TÜRKİYE’NİN İLK SLOW FOOD KÖYÜ : GERMİYAN

YAYINLAMA: 01 Ocak 1970 / 04.00 | GÜNCELLEME: 01 Ocak 1970 / 04.00

Yaşadığımız coğrafyaya yavaş yavaş bahar gelmeye başladı. Nisan ayının sonuna yaklaşırken havalar iyiden iyiye ısınıyor. Kırlar ve dağlar yeşilleniyor. Ağaçlar rengarenk çiçek açıyor. Doğa kış uykusundan uyanıp yeni bir mevsimi selamlamaya hazır. Bahar her yere yakışıyor ama Ege’ye daha çok yakışıyor gibi. 23 Nisan’da okullarında tatil olmasını da fırsat bilerek ailece kısa bir gezi, bize iyi gelecek.



Güzergahımız belli. Birkaç haftadır yapmak istediğimiz ama özel nedenlerden dolayı gerçekleştiremediğimiz gezi için hazırız. 23 Nisan Pazartesi sabahı güneşten önce, kahvaltı yapmadan yola çıkıyoruz. Hava güzel, yol sakin ve radyoda insanın umudunu tazeleyen güzel bir şarkı. Herkesin keyfi yerinde!

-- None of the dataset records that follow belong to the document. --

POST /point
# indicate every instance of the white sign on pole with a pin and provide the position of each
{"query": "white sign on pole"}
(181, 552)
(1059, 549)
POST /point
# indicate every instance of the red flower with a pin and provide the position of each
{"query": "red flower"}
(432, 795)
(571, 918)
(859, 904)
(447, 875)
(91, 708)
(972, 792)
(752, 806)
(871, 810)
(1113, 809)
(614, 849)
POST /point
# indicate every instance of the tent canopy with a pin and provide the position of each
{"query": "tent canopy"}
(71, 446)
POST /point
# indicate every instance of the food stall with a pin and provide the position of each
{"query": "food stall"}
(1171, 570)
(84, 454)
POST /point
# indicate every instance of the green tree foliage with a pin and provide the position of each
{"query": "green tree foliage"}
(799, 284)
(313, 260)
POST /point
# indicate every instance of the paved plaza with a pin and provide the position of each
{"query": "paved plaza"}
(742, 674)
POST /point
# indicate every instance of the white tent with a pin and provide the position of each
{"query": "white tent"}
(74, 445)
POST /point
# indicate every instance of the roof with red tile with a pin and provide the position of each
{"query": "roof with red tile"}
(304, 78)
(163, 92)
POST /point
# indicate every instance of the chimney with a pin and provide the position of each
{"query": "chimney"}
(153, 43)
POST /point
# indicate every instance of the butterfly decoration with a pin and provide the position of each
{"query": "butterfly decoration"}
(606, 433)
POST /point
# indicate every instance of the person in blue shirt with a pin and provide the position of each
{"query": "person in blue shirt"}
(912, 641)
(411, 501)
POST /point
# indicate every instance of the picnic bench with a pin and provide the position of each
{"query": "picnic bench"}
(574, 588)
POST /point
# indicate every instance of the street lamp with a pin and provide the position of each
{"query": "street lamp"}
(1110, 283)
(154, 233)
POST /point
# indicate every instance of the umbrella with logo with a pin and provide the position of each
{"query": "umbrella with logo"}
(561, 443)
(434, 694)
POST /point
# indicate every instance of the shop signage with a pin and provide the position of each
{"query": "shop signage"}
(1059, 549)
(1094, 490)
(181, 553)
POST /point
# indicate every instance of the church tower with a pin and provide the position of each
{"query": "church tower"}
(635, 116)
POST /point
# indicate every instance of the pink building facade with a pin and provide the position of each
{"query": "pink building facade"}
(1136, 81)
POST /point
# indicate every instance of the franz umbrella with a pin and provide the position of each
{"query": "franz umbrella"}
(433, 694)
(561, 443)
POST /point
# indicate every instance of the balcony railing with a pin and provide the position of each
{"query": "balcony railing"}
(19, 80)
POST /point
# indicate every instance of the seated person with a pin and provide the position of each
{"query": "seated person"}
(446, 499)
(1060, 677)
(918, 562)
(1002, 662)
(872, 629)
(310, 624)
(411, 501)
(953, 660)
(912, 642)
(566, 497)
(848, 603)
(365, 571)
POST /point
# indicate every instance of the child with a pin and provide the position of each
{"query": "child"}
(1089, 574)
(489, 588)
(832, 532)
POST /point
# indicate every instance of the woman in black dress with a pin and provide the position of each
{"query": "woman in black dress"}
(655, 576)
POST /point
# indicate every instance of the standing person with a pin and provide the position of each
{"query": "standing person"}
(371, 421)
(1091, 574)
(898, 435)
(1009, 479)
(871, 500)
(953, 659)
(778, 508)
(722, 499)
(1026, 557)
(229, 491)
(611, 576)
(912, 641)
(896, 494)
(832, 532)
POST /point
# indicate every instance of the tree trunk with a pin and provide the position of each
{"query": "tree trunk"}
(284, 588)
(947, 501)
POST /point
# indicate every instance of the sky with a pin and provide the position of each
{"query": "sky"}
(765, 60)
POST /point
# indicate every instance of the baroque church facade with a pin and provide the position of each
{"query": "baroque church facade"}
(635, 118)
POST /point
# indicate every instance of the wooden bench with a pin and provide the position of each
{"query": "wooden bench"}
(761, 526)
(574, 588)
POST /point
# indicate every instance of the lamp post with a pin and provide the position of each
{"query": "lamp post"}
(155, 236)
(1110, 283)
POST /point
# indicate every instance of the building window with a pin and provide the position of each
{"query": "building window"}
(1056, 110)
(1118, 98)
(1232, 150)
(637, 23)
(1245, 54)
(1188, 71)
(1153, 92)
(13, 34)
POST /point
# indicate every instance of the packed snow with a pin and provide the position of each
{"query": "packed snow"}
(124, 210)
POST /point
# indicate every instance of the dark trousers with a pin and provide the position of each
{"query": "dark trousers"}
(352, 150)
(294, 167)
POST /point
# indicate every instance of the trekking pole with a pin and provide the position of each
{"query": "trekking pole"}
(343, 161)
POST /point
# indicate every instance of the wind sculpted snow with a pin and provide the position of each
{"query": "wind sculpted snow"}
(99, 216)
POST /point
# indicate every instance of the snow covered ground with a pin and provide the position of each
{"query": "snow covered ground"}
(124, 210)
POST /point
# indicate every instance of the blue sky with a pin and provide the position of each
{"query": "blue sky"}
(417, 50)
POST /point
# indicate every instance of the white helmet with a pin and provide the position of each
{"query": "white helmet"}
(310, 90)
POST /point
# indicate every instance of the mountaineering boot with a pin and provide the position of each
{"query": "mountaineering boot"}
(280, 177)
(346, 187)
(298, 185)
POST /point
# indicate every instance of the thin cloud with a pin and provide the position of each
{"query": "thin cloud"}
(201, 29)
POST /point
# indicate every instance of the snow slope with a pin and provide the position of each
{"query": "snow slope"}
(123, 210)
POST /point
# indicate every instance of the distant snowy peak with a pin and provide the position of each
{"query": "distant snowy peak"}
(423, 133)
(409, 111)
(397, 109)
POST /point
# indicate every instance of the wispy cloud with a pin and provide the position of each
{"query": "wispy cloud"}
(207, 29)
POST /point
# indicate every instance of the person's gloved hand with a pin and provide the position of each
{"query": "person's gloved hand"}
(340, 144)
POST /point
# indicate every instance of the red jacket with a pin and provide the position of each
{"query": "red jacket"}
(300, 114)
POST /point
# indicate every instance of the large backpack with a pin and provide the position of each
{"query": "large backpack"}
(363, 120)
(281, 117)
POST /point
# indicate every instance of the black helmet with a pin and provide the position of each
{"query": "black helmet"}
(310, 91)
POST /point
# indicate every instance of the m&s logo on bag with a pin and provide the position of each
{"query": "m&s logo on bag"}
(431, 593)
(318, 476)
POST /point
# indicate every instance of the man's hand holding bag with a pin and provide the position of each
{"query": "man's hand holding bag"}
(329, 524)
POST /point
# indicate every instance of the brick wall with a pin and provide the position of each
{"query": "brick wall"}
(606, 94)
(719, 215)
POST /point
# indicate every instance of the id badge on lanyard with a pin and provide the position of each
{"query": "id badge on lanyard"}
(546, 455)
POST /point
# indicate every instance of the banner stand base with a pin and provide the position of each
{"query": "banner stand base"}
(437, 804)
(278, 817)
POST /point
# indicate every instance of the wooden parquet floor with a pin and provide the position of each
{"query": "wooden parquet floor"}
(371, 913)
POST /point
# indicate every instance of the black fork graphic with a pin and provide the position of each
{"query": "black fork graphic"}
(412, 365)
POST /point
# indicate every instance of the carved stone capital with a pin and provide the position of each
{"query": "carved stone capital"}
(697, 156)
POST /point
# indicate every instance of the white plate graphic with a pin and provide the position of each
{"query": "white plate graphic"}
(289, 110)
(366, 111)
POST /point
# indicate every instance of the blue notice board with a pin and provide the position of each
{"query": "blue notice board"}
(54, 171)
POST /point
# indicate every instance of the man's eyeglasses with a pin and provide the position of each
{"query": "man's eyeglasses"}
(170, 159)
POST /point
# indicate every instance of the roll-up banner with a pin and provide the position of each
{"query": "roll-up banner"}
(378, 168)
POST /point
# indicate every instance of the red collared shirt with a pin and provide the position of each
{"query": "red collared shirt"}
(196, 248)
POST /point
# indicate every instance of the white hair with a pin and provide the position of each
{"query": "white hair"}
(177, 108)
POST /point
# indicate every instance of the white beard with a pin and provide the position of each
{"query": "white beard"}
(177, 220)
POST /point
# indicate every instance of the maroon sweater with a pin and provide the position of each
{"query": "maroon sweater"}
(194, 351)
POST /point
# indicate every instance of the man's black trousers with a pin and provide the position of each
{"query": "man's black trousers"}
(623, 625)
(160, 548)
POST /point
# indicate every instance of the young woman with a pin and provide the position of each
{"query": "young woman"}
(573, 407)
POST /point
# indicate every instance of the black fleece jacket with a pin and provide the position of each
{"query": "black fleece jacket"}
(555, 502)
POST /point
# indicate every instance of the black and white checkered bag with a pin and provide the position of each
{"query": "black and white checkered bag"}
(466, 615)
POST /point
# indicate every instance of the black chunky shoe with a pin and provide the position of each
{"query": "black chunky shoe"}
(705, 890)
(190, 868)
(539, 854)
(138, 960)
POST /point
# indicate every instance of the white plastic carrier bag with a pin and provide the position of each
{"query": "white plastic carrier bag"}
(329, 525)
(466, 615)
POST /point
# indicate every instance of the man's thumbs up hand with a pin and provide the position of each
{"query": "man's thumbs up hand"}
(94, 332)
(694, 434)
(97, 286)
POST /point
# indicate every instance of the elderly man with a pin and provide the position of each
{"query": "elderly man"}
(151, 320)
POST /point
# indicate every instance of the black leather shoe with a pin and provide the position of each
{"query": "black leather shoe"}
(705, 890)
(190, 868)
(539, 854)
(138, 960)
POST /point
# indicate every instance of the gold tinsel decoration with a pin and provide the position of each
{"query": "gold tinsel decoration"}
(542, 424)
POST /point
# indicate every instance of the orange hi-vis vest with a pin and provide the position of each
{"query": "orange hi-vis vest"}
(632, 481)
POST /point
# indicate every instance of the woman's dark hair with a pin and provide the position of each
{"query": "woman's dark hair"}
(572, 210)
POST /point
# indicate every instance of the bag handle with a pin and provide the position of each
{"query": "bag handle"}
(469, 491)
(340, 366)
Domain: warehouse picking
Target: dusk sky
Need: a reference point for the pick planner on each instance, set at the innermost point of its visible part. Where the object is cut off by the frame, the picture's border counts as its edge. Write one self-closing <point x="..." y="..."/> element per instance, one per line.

Yolumuz uzun zamandır dikkatimi çeken, İzmir şehir merkezine 60 km ve Çeşme ilçe merkezine 14 km uzaklıkta ve ülkemizin ilk slow food köyü olan Germiyan.
Germiyan Köyü’nün temel özelliği ülkemizin ilk “Slow Food (Yavaş Yeme)” köyü olmasıdır. Slow Food, günümüzde yaygın olan fast food (hızlı yeme) tarzı tüketime karşı gelişen bir harekettir. Bir sofraya oturarak yemek yeme alışkanlığına karşı ayakta, yolda, televizyon/ bilgisayar karşısında hızlı yemek yeme alışkanlığına karşı çıkmaktadır. Slow Food hareketi 1986’daİtalyan Carlo Petrini tarafından başlatılmıştır. Bu hareketin temel özelliği iyi, temiz ve adil gıdayı yani üreticiyi, tüketiciyi ve doğayı savunur. Sembolü “ağzında zeytindalı taşıyan salyangoz”, sloganı da, “Herkes için iyi, temiz ve adil gıda

Köyün en dikkat çeken lezzeti ise Rumlardan kalan Kopanisti Peyniri’dir. Kopanisti Peyniri’nin diğer adı “Kirli Avrat Peyniri” olarak adlandırılmaktadır. Kopanisti’nin anlamı “ezilmiş, dövülmüş” demektir. Peynir keçi sütünden yapılan lordan yapılmaktadır.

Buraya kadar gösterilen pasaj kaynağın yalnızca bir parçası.